Photo Akeem Johnson Pierre

Airbnb et Airbnb Juntos présente Abondance Noire

Par Vanessa Destiné

En 2020, on pourrait presque dire que le mois de l’histoire des Noirs se passe de présentation puisque c’est l’Amérique tout entière qui vibre au rythme de nos souvenirs et de nos expériences. Pour nous, cette multitude d’occasions de se raconter revêt une signification particulière : elle est synonyme d’abondance.

L’Histoire nous a laissé avec l’impression que l’abondance était un concept hors de la  portée des communautés noires d’ici et d’ailleurs. Or, nous croyons fermement qu’il est au cœur de notre identité et qu’il est temps, pour les nouvelles générations, de se le réapproprier. C’est dans cette optique que nous avons demandé à quatre jeunes afro-descendants de différents horizons de partager leur vision de l’abondance. Voici celle d’Akeem Johnson Pierre.

Nom/Âge/Occupation

Akeem Johnson Pierre, 30 ans, responsable marketing, musicien et animateur d’un podcast

« L’union fait la force ». La devise d’Haïti est presque devenue un mantra quotidien pour Akeem Johnson Pierre depuis qu’il l’a entendue récemment, non pas chez lui, auprès de ses parents haïtiens et jamaïcains, mais dans une émission de télé.

« J’écoutais un show sur Netflix ou Amazon et dans une scène il y avait des personnages haïtiens qui criaient : « L’union fait la force ». C’était avec une telle intensité…ça a résonné, dans l’épisode évidemment, mais aussi en moi.
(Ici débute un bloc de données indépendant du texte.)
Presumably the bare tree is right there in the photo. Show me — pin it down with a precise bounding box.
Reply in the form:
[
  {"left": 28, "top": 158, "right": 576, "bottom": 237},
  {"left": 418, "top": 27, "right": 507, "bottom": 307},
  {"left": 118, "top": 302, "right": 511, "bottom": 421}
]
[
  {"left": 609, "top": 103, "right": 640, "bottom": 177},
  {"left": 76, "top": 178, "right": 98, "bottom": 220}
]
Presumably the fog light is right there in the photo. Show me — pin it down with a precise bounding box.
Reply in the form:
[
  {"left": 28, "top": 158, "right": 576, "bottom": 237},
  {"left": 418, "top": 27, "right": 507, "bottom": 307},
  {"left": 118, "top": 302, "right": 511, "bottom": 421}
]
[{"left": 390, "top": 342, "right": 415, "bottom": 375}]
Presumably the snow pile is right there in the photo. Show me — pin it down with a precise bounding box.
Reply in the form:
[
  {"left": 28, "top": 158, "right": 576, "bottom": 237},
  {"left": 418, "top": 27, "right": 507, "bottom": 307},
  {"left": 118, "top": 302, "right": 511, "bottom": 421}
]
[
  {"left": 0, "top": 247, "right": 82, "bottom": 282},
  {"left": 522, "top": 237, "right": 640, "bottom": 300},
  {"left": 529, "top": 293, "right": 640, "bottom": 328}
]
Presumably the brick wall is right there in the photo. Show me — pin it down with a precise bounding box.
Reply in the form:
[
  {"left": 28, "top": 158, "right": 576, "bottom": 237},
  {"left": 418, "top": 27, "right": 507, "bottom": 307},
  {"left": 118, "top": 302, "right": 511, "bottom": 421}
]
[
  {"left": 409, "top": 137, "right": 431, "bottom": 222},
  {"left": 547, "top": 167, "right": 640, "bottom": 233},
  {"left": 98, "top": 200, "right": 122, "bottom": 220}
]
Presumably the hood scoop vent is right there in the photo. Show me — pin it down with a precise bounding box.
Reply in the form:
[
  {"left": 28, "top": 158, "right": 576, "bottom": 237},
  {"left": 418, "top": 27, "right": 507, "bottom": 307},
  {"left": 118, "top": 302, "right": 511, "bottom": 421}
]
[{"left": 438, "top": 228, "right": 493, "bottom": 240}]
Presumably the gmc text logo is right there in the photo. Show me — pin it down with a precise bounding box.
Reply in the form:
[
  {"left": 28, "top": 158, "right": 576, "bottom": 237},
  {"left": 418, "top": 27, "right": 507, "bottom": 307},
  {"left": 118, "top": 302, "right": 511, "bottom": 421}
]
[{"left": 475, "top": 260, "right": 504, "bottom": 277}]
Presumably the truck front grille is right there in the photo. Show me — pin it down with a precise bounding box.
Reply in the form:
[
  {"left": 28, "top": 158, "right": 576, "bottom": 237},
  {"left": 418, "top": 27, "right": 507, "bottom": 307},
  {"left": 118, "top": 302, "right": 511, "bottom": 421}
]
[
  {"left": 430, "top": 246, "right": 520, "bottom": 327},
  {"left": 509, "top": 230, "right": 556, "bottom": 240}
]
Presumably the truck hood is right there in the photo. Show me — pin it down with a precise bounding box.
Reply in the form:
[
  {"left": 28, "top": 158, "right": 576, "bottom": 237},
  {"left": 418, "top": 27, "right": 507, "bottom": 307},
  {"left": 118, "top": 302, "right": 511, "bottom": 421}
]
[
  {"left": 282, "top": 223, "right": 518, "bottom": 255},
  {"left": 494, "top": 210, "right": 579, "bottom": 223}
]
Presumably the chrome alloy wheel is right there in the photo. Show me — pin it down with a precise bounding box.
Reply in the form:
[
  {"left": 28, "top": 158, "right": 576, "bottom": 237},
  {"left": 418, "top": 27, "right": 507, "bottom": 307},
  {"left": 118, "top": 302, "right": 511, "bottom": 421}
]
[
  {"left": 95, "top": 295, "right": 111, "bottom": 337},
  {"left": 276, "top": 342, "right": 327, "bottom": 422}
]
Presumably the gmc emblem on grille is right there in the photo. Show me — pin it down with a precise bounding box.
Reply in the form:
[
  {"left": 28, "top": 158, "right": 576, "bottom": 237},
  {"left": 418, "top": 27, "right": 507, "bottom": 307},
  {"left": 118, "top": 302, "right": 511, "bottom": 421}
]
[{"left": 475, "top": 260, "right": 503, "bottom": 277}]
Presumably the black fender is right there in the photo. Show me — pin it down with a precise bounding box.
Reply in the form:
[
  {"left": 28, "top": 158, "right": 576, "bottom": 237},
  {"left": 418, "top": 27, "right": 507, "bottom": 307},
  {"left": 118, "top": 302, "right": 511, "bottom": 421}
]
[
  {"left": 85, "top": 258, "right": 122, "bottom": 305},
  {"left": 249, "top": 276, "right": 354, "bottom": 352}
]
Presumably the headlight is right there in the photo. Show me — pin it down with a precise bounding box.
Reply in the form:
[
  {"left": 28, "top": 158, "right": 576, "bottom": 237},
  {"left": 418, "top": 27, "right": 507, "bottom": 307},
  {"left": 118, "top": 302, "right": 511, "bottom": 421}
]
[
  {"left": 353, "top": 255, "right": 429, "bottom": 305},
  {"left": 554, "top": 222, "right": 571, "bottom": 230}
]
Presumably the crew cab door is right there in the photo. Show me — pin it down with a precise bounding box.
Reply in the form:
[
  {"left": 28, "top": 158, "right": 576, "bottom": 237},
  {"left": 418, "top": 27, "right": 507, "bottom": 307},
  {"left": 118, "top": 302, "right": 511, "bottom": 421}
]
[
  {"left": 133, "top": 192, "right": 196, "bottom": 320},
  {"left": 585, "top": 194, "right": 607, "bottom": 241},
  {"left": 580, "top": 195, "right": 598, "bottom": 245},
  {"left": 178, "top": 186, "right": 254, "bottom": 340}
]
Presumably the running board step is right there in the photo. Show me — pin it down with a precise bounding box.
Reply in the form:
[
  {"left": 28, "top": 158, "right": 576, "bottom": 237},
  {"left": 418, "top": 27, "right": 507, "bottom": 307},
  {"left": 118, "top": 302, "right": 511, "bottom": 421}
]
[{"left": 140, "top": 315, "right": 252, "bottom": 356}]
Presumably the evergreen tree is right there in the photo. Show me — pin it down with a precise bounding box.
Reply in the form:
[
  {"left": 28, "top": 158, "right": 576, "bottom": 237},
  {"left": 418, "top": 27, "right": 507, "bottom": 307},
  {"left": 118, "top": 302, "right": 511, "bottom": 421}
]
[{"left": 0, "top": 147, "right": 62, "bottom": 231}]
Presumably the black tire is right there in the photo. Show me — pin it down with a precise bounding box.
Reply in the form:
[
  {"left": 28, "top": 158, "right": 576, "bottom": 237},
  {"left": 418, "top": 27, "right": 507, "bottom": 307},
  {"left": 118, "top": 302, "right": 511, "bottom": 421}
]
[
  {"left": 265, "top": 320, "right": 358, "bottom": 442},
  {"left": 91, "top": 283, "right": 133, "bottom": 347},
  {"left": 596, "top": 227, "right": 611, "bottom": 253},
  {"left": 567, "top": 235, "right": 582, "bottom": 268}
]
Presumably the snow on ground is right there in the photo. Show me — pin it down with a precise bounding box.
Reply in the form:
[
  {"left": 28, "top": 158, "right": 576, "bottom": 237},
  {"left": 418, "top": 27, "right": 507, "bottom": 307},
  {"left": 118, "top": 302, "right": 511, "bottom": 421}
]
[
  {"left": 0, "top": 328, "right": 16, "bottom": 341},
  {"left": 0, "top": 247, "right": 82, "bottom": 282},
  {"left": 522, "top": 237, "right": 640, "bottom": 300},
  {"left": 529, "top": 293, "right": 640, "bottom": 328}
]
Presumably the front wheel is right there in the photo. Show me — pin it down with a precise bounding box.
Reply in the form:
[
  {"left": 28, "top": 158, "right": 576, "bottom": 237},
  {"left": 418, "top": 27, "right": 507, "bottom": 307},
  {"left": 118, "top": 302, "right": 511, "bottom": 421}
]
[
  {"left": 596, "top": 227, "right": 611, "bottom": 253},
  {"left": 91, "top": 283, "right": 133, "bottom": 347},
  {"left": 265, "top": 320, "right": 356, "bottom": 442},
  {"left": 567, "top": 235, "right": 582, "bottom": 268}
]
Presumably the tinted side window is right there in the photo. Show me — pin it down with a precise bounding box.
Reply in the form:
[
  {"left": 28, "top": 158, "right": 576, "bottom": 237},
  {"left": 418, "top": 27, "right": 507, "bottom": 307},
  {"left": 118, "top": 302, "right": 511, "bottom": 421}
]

C’est plus tard que j’ai réalisé que cette phrase figurait sur le drapeau haïtien et là, ça a pris tout son sens », raconte-t-il.

Akeem évoque une véritable épiphanie qui lui a permis de réaliser que malgré les distances, les divisions et les blessures de l’histoire, le peuple noir ne formait qu’un. « Trop souvent quand il est question de notre histoire, on parle d’esclavage ou de Rosa Parks et du mouvement pour les droits civiques. J’aimerais tellement qu’on explore plus et qu’on se rappelle que notre histoire ne commence pas avec l’esclavage, qu’on a un passé digne de Wakanda [En référence à l’univers de Black Panther, personnage de Marvel, NDLR] dans une Afrique libre et prospère », souligne-t-il.

Étrangement, ce n’était pas la première fois que la télévision lui offrait une vitrine aussi significative et formatrice sur l’expérience noire. Akeem se souvient de l’époque où il découvrait avec fascination la musique hip-hop par l’entremise de BET, une chaîne de télé consacrée à la culture afro-américaine.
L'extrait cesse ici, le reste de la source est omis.